It's not a person skiing, but I do see your point. The main gear is fixed so the pilot can use them to turn, unless he uses differential braking but he cant because of the skis attached to the gear. Also this isn't a field covered in snow, but a frozen lake with snow on top of it. It also has clumps of snow here and there, and if landing on snow has similar techniques as landing on grass, then the pilot is trying to keep the nose gear from burying into the snow so hes going to put back pressure on the plane, so that most of the weight is on the main gear and plane retains most of the directional control with its nose wheel(if you look at the video at around :57-1:00 you will see that the pilot is putting back pressure on the plane).
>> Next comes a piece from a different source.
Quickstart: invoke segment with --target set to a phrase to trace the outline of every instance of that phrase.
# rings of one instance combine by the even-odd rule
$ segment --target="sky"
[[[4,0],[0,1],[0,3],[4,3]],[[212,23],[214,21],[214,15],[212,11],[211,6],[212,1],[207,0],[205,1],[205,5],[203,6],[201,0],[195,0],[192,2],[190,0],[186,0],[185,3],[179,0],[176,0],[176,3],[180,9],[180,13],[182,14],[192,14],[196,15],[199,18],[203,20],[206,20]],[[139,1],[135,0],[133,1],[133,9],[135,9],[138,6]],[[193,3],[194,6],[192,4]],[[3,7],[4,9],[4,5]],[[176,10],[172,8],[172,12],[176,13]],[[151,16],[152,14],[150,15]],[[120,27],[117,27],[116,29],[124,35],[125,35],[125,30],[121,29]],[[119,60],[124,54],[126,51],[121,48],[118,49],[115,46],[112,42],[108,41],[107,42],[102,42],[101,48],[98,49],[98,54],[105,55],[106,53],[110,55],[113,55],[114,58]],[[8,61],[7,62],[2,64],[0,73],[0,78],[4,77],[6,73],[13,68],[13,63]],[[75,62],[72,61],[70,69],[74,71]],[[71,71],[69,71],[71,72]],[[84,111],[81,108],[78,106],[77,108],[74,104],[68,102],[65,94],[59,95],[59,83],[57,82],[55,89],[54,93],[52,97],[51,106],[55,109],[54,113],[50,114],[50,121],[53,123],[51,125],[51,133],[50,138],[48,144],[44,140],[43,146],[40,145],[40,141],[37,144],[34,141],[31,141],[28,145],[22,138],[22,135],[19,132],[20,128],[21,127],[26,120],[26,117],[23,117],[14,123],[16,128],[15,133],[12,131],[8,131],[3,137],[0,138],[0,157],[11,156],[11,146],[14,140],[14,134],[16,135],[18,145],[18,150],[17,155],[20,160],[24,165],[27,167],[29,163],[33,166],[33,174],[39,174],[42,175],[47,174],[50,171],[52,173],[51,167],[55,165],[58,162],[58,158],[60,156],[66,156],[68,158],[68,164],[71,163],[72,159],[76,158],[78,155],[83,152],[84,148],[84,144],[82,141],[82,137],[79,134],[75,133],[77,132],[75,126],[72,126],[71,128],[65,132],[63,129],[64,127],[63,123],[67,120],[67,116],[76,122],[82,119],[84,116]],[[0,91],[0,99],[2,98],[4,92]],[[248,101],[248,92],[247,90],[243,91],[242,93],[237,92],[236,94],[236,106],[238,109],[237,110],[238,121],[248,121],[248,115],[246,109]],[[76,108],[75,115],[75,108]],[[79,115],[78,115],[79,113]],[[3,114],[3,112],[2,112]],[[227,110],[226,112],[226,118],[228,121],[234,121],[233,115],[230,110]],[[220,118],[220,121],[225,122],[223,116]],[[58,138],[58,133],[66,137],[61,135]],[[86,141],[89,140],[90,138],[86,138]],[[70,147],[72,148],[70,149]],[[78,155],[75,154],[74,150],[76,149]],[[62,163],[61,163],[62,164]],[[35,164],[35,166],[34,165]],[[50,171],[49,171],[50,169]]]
The pilot will keep the props spinning a little faster than the recommended taxi setting so that the plane will have more speed so that it won't sink.


Ah so the pilot DOES keep the props spinning faster...so the plane won't sink.  This comes back to needing fatter skis on it in the first place.  Rockered ones.  If the pilot had thought to attach those before he left, rather than the ancient GS boards it looks like he's using now, he could simply float effortlessly above the snow, while slashing turns in front of his bro-bras and dissing the honeys, without even having to try.  He'd make it look so easy and fun.

post #152 of 428
Quote:
Originally Posted by kawo View Post


 


Meh...no faceshots.



To each their own.  Some like to be in the snow, some on top of it. biggrin.gif

post #153 of 428
Quote:
Originally Posted by FujativeOCR View Post


 


Ah so the pilot DOES keep the props spinning faster...so the plane won't sink.  This comes back to needing fatter skis on it in the first place.  Rockered ones.  If the pilot had thought to attach those before he left, rather than the ancient GS boards it looks like he's using now, he could simply float effortlessly above the snow, while slashing turns in front of his bro-bras and dissing the honeys, without even having to try.  He'd make it look so easy and fun.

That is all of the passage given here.